“This exercise provides a unique opportunity for warfighters to assess emerging technologies and innovative engineering in support of amphibious assault operations,” acting Navy Secretary Sean Stackley told the online defense magazine Breaking Defense.
Winds of change are picking up
The Pentagon wants to speed up the process of development and introduction of advanced technologies with Marine Corps Commandant Robert
Neller pushing for the immediate testing of 80-percent-ready innovations instead of waiting for up to 10 years before they are 100-percent ready.
“The Pentagon normally takes 18 to 24 months to set up a technology demonstration on this scale, and this one is happening in just nine,” Aileen Sansone, an official with the Navy’s Rapid Prototyping, Experimentation, & Demonstration (RPED) office, told reporters.

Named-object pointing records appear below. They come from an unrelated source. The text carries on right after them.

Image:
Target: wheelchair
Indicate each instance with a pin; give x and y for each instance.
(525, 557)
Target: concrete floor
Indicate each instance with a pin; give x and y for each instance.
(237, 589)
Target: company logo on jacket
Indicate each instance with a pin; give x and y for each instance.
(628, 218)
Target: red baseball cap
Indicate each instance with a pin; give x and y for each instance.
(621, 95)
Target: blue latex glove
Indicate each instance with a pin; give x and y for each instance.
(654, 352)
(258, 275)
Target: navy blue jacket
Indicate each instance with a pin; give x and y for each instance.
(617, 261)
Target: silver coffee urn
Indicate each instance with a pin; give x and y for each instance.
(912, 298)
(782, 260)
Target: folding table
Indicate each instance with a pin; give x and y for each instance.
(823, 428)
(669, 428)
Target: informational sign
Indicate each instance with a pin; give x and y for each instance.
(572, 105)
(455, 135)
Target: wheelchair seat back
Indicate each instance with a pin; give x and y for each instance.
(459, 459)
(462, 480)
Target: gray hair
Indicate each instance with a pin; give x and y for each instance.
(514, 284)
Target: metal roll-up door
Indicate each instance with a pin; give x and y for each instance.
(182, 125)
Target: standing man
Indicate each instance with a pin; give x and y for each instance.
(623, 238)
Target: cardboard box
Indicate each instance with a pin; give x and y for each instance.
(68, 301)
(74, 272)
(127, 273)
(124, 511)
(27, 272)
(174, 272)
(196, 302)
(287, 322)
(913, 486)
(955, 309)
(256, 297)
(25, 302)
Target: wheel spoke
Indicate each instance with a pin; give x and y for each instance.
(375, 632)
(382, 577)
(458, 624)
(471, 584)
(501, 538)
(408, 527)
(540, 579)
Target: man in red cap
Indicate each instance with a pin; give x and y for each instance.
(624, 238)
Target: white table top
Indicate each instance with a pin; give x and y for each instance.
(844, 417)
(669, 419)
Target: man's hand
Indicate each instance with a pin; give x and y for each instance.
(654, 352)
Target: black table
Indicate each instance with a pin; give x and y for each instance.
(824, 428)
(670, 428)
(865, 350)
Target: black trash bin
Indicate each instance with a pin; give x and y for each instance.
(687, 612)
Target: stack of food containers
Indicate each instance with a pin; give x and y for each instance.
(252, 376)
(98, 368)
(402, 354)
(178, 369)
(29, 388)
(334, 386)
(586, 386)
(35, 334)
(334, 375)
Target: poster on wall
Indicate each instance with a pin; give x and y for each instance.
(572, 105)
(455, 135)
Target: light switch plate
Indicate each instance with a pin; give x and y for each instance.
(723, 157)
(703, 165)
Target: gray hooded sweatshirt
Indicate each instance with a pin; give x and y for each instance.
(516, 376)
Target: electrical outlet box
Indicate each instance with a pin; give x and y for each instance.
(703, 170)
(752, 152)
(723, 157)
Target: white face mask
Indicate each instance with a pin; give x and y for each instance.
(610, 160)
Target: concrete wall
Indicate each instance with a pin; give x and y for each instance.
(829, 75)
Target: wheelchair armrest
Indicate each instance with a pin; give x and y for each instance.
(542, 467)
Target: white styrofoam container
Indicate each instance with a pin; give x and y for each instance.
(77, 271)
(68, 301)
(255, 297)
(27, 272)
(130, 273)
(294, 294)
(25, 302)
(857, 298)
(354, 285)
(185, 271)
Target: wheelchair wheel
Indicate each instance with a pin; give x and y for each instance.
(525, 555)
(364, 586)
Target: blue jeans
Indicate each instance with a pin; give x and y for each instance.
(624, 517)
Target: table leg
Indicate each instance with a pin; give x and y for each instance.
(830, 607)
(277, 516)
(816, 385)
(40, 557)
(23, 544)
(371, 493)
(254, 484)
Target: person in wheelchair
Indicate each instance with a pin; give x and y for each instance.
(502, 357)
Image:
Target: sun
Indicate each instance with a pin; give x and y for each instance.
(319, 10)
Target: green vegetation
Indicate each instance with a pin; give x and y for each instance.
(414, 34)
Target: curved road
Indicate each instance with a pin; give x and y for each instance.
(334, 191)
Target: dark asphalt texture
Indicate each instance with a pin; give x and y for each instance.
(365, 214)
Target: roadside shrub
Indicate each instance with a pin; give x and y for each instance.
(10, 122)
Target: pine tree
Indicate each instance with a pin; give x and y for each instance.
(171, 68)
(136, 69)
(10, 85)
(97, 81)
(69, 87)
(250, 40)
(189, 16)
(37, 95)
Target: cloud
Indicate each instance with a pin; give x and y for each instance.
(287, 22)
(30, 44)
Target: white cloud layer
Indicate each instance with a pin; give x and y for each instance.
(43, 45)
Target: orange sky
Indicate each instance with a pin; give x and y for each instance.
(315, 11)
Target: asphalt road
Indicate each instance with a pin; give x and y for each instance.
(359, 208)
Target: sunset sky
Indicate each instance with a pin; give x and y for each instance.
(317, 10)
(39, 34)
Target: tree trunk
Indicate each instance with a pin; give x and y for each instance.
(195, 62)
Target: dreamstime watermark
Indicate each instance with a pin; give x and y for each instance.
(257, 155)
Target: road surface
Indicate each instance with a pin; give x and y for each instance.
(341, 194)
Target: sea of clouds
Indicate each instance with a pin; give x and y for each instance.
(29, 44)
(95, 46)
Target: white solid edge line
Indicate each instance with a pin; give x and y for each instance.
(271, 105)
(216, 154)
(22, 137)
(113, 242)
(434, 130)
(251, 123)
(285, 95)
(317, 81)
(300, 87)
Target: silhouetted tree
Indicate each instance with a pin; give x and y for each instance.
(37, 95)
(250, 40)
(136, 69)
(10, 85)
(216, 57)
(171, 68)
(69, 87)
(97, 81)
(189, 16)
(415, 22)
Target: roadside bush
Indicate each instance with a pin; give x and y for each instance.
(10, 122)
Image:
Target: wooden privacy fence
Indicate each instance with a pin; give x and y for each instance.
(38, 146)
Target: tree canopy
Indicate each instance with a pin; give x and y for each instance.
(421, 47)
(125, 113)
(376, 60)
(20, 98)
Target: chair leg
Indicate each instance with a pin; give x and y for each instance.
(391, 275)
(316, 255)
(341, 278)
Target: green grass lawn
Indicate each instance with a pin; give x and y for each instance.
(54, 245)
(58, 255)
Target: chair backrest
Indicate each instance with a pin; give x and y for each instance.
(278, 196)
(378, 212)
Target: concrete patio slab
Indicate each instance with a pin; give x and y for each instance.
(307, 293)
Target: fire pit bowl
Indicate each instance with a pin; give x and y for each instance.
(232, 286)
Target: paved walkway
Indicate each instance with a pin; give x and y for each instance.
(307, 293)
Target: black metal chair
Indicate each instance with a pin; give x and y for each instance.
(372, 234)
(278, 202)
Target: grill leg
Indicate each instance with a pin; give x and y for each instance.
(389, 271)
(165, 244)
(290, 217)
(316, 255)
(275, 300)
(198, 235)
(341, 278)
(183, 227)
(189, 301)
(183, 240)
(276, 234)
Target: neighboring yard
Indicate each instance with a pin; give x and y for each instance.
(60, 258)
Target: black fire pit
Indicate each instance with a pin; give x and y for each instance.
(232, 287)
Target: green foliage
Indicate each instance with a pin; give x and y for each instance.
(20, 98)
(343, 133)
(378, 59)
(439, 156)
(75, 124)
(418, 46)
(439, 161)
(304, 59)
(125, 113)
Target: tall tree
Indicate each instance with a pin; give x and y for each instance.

Some 50 technologies will be tested during the April 15-27 exercise and about as many will just be presented for examination by specialists. The technologies that pass the initial testing will be put to a harder test in October.
Many, if not the majority of the technologies will probably fail to pass muster, but the Marines are sure that this is exactly what they need. In fact, failing “early and often” is an essential part of innovation before the Marines decide on major acquisition programs, let alone take a technology into combat.
What will be tested
The S2ME2 ANTX 2017 exercise will field-test several technology platforms across six mission areas.
The team defined the six mission areas as:
Shield: “early intelligence and reconnaissance,” using swarms of robotic scouts in the air, sea, and land, which would allow Marines to identify far more landing sites and potentially bypass defenders by coming ashore in unexpected places, instead of landing at an obvious beach.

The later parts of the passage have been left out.